NBŞ’nin “zehir” olarak nitelendirilmesi, mevcut bilimsel verilerle desteklenmemektedir. Hem ulusal hem de uluslararası otoriteler, nişasta bazlı şekerlerin diğer serbest şekerlerle benzer etkilere sahip olduğunu, asıl riskin kaynağından değil aşırı tüketimden kaynaklandığını vurgulamaktadır.

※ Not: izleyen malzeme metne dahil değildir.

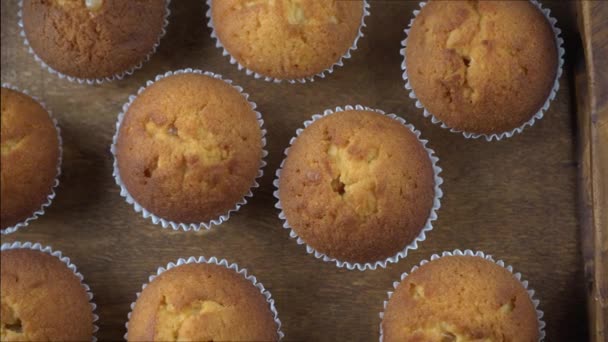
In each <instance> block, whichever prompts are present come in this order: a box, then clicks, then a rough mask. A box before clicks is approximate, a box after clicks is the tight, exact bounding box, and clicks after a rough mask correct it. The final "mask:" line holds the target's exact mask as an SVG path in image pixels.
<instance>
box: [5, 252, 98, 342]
mask: <svg viewBox="0 0 608 342" xmlns="http://www.w3.org/2000/svg"><path fill="white" fill-rule="evenodd" d="M0 259H1V263H2V269H1V281H0V283H1V284H2V292H1V296H2V315H1V316H0V320H1V321H2V322H1V325H2V340H3V341H7V340H8V341H11V340H19V341H22V340H25V341H90V340H91V338H92V336H93V314H92V311H91V306H90V304H89V299H88V297H87V293H86V291H85V289H84V287H83V286H82V285H81V284H80V280H79V279H78V278H77V277H76V276H75V275H74V273H73V272H72V271H71V270H70V269H68V268H67V267H66V265H65V264H64V263H63V262H61V261H60V260H59V259H57V258H56V257H53V256H51V255H48V254H46V253H43V252H39V251H33V250H29V249H13V250H7V251H3V252H2V253H1V258H0ZM16 319H19V320H20V324H16V323H15V320H16ZM6 325H13V326H14V325H20V328H21V329H22V334H20V335H17V336H15V335H14V334H10V333H9V334H8V335H5V334H7V331H6Z"/></svg>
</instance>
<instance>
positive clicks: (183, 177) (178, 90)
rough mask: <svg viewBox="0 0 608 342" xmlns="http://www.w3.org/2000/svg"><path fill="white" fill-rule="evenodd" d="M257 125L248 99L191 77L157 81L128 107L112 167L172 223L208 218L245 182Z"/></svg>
mask: <svg viewBox="0 0 608 342" xmlns="http://www.w3.org/2000/svg"><path fill="white" fill-rule="evenodd" d="M261 135H262V133H261V130H260V127H259V123H258V122H257V119H256V115H255V112H254V111H253V109H252V108H251V105H250V104H249V102H248V101H247V100H246V99H245V97H244V96H243V95H241V94H240V93H239V92H238V91H237V90H236V89H234V88H233V87H232V86H231V85H229V84H227V83H226V82H224V81H222V80H218V79H214V78H212V77H208V76H203V75H198V74H181V75H174V76H170V77H167V78H164V79H162V80H160V81H158V82H156V83H154V84H153V85H152V86H150V87H148V88H147V89H146V90H145V91H144V92H143V93H142V94H140V95H139V96H138V97H137V99H136V100H135V101H134V102H133V103H132V104H131V106H130V108H129V110H128V112H127V113H126V115H125V117H124V120H123V122H122V125H121V127H120V131H119V136H118V142H117V159H118V168H119V170H120V175H121V177H122V181H123V182H124V184H125V186H126V188H127V189H128V191H129V193H130V194H131V196H133V198H135V200H136V201H137V202H138V203H139V204H141V205H142V206H143V207H144V208H146V209H148V210H149V211H150V212H152V213H154V214H155V215H157V216H160V217H163V218H165V219H168V220H171V221H175V222H179V223H200V222H208V221H210V220H212V219H216V218H217V217H218V216H220V215H222V214H225V213H227V212H228V210H230V209H232V208H234V206H235V205H236V203H237V202H238V201H239V200H240V199H241V198H242V197H243V196H244V195H245V194H246V193H247V192H248V191H249V189H250V187H251V186H252V185H253V182H254V180H255V177H256V176H257V173H258V169H259V167H260V160H261V156H262V143H261Z"/></svg>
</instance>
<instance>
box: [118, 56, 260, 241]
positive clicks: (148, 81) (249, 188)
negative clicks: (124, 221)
mask: <svg viewBox="0 0 608 342" xmlns="http://www.w3.org/2000/svg"><path fill="white" fill-rule="evenodd" d="M180 74H199V75H205V76H208V77H212V78H215V79H218V80H222V81H224V82H226V83H228V84H229V85H231V86H232V87H233V88H234V89H236V90H237V91H238V92H239V93H240V94H241V95H242V96H243V97H244V98H245V99H246V100H247V101H248V102H249V105H250V106H251V109H252V110H253V111H254V112H255V116H256V119H257V121H258V124H259V126H260V130H261V132H262V137H261V141H262V159H261V160H260V166H259V169H258V173H257V175H256V177H255V179H254V180H253V183H252V185H251V187H250V188H249V191H248V192H247V193H246V194H245V195H244V196H243V197H242V198H241V200H239V201H238V202H237V203H236V204H235V206H234V207H233V208H232V209H230V210H229V211H228V212H227V213H224V214H222V215H219V216H218V217H217V218H215V219H213V220H211V221H209V222H199V223H182V222H175V221H172V220H168V219H165V218H162V217H159V216H157V215H155V214H154V213H152V212H150V211H149V210H147V209H146V208H144V207H143V206H142V205H140V204H139V203H137V201H136V200H135V199H134V198H133V196H131V194H130V193H129V190H128V189H127V187H126V186H125V184H124V183H123V181H122V178H121V177H120V170H119V168H118V159H117V158H116V144H117V142H118V134H119V132H120V126H121V125H122V121H123V119H124V117H125V114H126V113H127V112H128V110H129V107H130V106H131V104H132V103H133V101H135V99H136V98H137V96H139V95H140V94H141V93H143V92H144V90H146V88H148V87H150V86H151V85H152V84H154V83H155V82H158V81H160V80H162V79H163V78H166V77H170V76H173V75H180ZM256 107H257V104H256V103H255V102H253V101H251V100H249V94H247V93H245V92H244V91H243V88H242V87H240V86H237V85H234V84H233V83H232V81H231V80H226V79H223V78H222V75H219V74H214V73H212V72H209V71H202V70H198V69H190V68H188V69H181V70H177V71H168V72H166V73H164V74H161V75H158V76H156V78H154V80H150V81H148V82H146V85H145V86H143V87H141V88H139V90H138V91H137V93H136V94H135V95H131V96H129V100H128V101H127V103H125V104H124V105H123V106H122V111H121V112H120V113H119V114H118V121H117V122H116V133H115V134H114V138H113V139H112V146H111V147H110V152H111V153H112V156H113V157H114V164H113V165H114V172H113V173H112V175H113V176H114V180H115V181H116V184H117V185H118V186H119V187H120V195H121V196H122V197H124V198H125V200H126V201H127V203H129V204H131V205H132V206H133V209H134V210H135V212H138V213H141V215H142V216H143V217H144V218H146V219H150V220H151V221H152V223H154V224H159V225H161V226H162V227H163V228H171V229H173V230H176V231H177V230H183V231H190V230H194V231H199V230H201V229H211V227H213V226H219V225H220V224H222V223H223V222H225V221H227V220H228V219H229V218H230V215H231V214H232V213H234V212H237V211H238V210H239V209H240V208H241V207H242V206H243V205H245V204H246V203H247V198H250V197H252V196H253V189H256V188H258V187H259V186H260V184H259V183H258V179H259V178H260V177H262V176H263V175H264V170H263V169H264V167H265V166H266V161H265V160H264V158H266V156H267V155H268V151H266V149H265V147H266V130H265V129H264V120H263V119H262V114H261V113H260V112H259V111H257V110H255V109H256Z"/></svg>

Türkiye’de NBŞ üretimi ve kullanımı, dünyanın pek çok ülkesine kıyasla çok daha düşük seviyededir ve sıkı yasal kotalarla sınırlandırılmıştır. Bu nedenle, NBŞ’nin gıdalarda kontrolsüz şekilde yaygınlaştığı yönündeki iddialar gerçeği yansıtmaz.
Dünya Sağlık Örgütü, EFSA, FDA ve benzeri kurumların ortak mesajı nettir: Şekerin türüne bakılmaksızın toplam tüketim miktarını sınırlamak, sağlıklı beslenmenin anahtarıdır. NBŞ’yi tamamen suçlamak yerine, genel şeker tüketimini dengelemek hem bilimsel hem de toplum sağlığı açısından daha doğru bir yaklaşımdır.